日銀が20日公表した10月の地域経済報告(さくらリポート)は、日銀が描く消費税率引き上げ後の景気回復シナリオが崩れていないことを後押しする内容となった。個人消費は増税直後に陰りを見せたが、雇用・所得の着実な改善や訪日外国人の増加による観光需要の伸びが下支えとなり、持ち直しつつある。ただ、住宅投資などには増税の反動減が残っており、景気の先行きは予断を許さない。
今回の報告のポイントは、個人消費の想定外の底堅さが確認されたことだ。夏場は長引く駆け込み需要の反動減や天候不順の影響で足腰の弱い地方を中心に減速するとみられていた。しかし、蓋を開けてみれば個人消費の判断は8地域で据え置かれ、北海道は引き上げられた。

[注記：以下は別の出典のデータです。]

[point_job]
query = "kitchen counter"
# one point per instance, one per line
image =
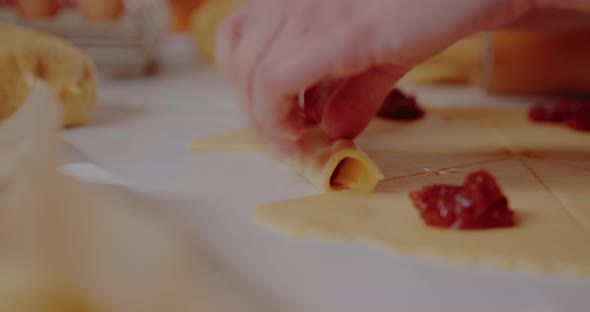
(142, 131)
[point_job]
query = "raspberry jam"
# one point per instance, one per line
(399, 106)
(477, 204)
(573, 114)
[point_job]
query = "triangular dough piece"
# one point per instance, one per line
(327, 164)
(444, 139)
(570, 184)
(546, 237)
(540, 140)
(441, 140)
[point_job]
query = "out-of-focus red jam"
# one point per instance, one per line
(573, 114)
(399, 106)
(477, 204)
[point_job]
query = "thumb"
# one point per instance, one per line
(357, 101)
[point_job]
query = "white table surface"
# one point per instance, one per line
(141, 132)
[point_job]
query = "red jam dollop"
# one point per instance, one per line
(477, 204)
(573, 114)
(399, 106)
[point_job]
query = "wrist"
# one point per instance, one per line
(580, 5)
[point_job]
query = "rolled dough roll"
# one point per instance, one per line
(26, 54)
(329, 165)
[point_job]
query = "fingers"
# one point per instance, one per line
(357, 101)
(285, 73)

個人消費を支えたのは観光需要だ。日銀が今回、2年ぶりにまとめた観光の地域経済に対する影響調査で横浜、那覇両支店は「主要観光地を中心に総じて過去最高の入れ込み」と報告。北海道では「外国人観光客に支えられる形で非常に好調で、春から夏にかけて宿泊単価は場合によっては3~4割上昇した」(曽我野秀彦札幌支店長)といい、日銀は「観光需要が国内の消費のもたつきをある程度カバーしている」と分析する。